Public policy in the US spans several broad domains. Each one shapes how resources are distributed and regulated across the country.

  • Economic policy
    • Fiscal policy uses government spending and taxation to influence economic conditions (Congress controls this)
    • Monetary policy is conducted by the Federal Reserve, which adjusts the money supply and interest rates
    • Trade policy sets tariffs, quotas, and trade agreements governing international commerce (e.g., USMCA, which replaced NAFTA)
  • Social welfare policy
    • Social Security provides retirement, disability, and survivor benefits, funded by payroll taxes
    • Medicare covers health insurance for people 65 and older and some disabled individuals; Medicaid assists low-income families (these are separate programs with different funding)
    • Unemployment insurance temporarily supports workers who lose jobs through no fault of their own
    • SNAP (food stamps) and Section 8 housing assistance help low-income households meet basic needs
  • Foreign policy and national security
    • Diplomacy and international relations to advance US interests abroad
    • Military and defense spending to protect the nation (managed through the Department of Defense)
    • Intelligence gathering and counterterrorism (CIA, FBI, NSA, and other agencies)
  • Education policy
    • K-12 education is funded and regulated primarily at the state and local level, though the federal government sets some standards
    • Federal higher education involvement includes research grants, Pell Grants, and student loan programs
    • Federal initiatives like the Every Student Succeeds Act (which replaced No Child Left Behind) aim to improve educational outcomes
  • Environmental policy
    • Air and water quality regulations under the Clean Air Act and Clean Water Act, enforced by the EPA
    • Climate change mitigation efforts to reduce greenhouse gas emissions
    • Conservation and land management of national parks, forests, and wildlife refuges
Types of goods in society, Public Goods | Boundless Economics

Policy forms and resource distribution

Policies can also be categorized by how they distribute costs and benefits across society.
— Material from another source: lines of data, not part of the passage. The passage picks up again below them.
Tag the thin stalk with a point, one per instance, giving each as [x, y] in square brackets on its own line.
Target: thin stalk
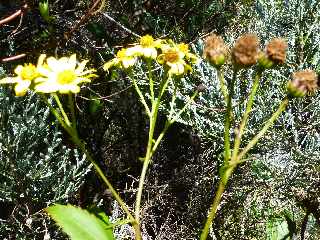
[245, 117]
[169, 122]
[214, 206]
[73, 114]
[265, 128]
[142, 99]
[173, 99]
[150, 79]
[57, 115]
[222, 85]
[65, 116]
[184, 107]
[153, 120]
[146, 161]
[227, 123]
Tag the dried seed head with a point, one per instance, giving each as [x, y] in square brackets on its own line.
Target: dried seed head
[201, 87]
[245, 52]
[215, 51]
[303, 82]
[276, 50]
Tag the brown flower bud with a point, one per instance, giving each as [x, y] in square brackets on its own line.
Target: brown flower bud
[201, 87]
[245, 52]
[302, 82]
[215, 51]
[276, 50]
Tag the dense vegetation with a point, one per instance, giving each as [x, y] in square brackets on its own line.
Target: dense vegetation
[274, 196]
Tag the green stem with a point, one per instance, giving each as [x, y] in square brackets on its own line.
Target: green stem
[222, 85]
[65, 116]
[245, 117]
[146, 162]
[215, 205]
[227, 124]
[73, 114]
[150, 79]
[153, 120]
[265, 128]
[57, 115]
[142, 99]
[231, 167]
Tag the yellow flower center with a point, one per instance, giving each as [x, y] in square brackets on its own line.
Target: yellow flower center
[171, 56]
[146, 41]
[66, 77]
[122, 53]
[29, 72]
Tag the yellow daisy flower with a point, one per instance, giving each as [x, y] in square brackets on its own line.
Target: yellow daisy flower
[125, 58]
[25, 76]
[62, 75]
[174, 58]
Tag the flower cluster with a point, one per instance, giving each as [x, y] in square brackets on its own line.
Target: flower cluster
[245, 52]
[50, 75]
[175, 57]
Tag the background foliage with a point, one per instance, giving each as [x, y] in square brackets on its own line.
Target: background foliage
[274, 195]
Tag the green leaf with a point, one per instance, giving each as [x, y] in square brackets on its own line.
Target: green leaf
[79, 224]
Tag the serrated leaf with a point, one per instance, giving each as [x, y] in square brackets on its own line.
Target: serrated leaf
[79, 224]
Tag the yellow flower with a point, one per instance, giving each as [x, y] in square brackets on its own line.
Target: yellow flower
[174, 58]
[62, 75]
[147, 48]
[125, 58]
[25, 76]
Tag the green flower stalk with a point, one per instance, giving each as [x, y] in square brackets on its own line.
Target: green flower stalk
[64, 75]
[245, 54]
[176, 61]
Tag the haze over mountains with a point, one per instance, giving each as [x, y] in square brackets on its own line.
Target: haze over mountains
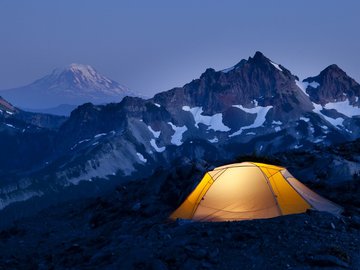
[256, 106]
[62, 90]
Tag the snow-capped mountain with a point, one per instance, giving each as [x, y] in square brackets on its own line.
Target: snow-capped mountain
[73, 85]
[256, 106]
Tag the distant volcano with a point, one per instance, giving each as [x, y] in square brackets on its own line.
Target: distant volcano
[73, 85]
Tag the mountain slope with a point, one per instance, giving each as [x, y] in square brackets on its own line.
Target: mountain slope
[73, 85]
[257, 106]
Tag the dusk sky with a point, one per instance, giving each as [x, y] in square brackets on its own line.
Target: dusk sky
[152, 46]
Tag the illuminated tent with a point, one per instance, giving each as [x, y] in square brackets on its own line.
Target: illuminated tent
[249, 190]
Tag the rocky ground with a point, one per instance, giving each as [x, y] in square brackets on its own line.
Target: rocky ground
[129, 229]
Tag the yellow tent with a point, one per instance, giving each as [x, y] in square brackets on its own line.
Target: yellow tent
[250, 190]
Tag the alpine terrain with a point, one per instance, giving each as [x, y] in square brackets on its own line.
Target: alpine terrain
[142, 157]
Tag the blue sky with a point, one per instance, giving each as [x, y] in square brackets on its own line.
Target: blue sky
[152, 46]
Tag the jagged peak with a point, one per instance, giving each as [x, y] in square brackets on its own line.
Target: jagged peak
[332, 71]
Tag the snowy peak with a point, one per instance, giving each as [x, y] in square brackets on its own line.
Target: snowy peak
[72, 85]
[332, 85]
[79, 76]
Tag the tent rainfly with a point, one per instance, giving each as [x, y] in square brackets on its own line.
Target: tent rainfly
[248, 190]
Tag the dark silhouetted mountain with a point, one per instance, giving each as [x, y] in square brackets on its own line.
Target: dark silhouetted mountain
[73, 85]
[333, 85]
[255, 107]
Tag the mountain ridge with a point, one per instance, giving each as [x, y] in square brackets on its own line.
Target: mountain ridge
[257, 107]
[74, 84]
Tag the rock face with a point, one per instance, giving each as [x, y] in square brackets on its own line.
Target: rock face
[255, 107]
[333, 85]
[73, 85]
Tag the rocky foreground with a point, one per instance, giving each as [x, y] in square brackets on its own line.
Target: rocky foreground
[129, 229]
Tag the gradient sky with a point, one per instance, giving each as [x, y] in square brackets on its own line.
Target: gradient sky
[152, 46]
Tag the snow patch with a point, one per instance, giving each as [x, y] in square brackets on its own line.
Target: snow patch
[141, 157]
[226, 70]
[157, 149]
[344, 108]
[79, 142]
[302, 86]
[9, 125]
[177, 137]
[318, 140]
[99, 135]
[276, 66]
[298, 146]
[214, 140]
[155, 133]
[305, 119]
[276, 122]
[213, 122]
[260, 119]
[337, 122]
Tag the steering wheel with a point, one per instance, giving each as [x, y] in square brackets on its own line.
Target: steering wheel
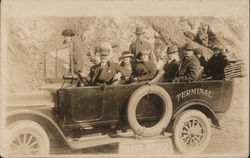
[81, 79]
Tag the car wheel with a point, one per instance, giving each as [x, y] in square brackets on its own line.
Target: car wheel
[166, 115]
[191, 132]
[26, 137]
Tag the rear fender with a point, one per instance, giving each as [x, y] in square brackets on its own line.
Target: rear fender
[52, 129]
[202, 106]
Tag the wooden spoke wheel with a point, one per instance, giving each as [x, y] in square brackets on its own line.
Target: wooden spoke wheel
[27, 137]
[191, 132]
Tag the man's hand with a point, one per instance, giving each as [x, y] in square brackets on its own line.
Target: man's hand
[134, 79]
[176, 79]
[117, 76]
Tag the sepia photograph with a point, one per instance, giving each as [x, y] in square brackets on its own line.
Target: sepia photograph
[124, 78]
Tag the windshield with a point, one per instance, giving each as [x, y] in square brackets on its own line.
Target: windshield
[57, 64]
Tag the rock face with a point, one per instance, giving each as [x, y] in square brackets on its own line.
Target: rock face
[30, 38]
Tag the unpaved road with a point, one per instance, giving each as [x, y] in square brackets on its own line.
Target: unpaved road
[229, 140]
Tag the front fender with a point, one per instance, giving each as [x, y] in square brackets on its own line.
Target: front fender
[47, 123]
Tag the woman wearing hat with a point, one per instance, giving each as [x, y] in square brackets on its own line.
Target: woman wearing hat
[190, 66]
[126, 60]
[171, 67]
[107, 72]
[217, 63]
[145, 69]
[140, 43]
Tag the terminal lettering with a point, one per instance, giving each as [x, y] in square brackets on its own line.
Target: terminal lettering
[194, 91]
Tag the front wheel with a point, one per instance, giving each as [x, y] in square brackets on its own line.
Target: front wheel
[26, 137]
[191, 132]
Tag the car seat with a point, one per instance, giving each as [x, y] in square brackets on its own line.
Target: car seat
[158, 77]
[200, 74]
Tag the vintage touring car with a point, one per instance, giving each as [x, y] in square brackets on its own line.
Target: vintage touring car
[85, 116]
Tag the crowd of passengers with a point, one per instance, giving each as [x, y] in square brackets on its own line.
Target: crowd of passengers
[140, 64]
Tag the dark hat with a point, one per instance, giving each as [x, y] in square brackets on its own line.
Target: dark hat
[198, 51]
[104, 51]
[188, 47]
[218, 48]
[144, 52]
[126, 54]
[68, 32]
[172, 49]
[139, 31]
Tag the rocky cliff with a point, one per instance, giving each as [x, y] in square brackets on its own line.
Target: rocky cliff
[30, 38]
This framework, developed by political scientist Theodore Lowi, helps you understand the political dynamics behind different types of policies.
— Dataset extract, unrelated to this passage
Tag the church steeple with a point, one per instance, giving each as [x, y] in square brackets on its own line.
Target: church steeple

  • Redistributive policies transfer resources from one group to another, typically from higher-income to lower-income populations. Progressive taxation and welfare programs are classic examples. These tend to be the most politically contentious because there are clear winners and losers.
  • Distributive policies allocate government resources to specific groups, regions, or industries. Think farm subsidies, infrastructure projects, and research grants. The costs are spread broadly across taxpayers while benefits are concentrated, which is why they often attract less opposition.
  • Regulatory policies set rules and standards for private sector behavior to protect the public interest. Environmental regulations, consumer protection laws, and financial oversight all fall here. Businesses bear compliance costs, which can sometimes be passed on to consumers.
  • Constituent policies provide broad benefits to society as a whole rather than targeting specific groups. National defense, public education systems, and public health infrastructure are examples. Because everyone benefits, these policies tend to generate the least political conflict.
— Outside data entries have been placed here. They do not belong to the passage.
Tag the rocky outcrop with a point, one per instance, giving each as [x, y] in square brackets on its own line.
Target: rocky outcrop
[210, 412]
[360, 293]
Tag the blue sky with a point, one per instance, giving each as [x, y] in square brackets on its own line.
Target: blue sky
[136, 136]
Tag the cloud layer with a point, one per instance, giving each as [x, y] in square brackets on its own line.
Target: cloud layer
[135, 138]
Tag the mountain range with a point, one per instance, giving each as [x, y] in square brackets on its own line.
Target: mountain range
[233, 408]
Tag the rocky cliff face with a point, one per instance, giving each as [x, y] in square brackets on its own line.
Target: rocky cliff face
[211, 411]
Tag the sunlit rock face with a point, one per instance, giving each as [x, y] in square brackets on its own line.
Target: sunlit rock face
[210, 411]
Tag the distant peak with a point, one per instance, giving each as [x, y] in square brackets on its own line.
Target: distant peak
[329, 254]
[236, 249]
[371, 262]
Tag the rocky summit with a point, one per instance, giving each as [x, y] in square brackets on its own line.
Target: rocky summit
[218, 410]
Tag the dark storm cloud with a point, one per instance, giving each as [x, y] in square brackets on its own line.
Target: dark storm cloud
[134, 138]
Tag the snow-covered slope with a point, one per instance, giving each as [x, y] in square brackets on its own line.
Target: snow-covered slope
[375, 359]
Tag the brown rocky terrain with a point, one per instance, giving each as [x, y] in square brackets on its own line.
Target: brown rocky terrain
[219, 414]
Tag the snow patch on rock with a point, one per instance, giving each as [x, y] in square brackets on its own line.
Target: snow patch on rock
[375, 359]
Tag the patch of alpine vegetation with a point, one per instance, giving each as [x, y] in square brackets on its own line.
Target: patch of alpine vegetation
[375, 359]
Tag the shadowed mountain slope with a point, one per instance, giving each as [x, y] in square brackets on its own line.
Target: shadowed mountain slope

Policy process and analysis

Understanding how policies move from idea to reality involves a few key concepts:

  • The policy cycle describes the stages of policymaking: problem identification, agenda setting, policy formulation, adoption, implementation, and evaluation. It's a useful framework, though in practice these stages often overlap.
  • Policy instruments are the specific tools governments use to carry out policies, such as taxes, subsidies, regulations, and direct spending.
  • Policy implementation is the process of putting enacted policies into practice, usually carried out by executive agencies and bureaucracies.
  • Policy evaluation assesses whether a policy actually achieved its intended outcomes and at what cost.
  • Stakeholder analysis identifies the groups affected by or trying to influence a given policy, which helps explain why certain policies succeed or fail politically.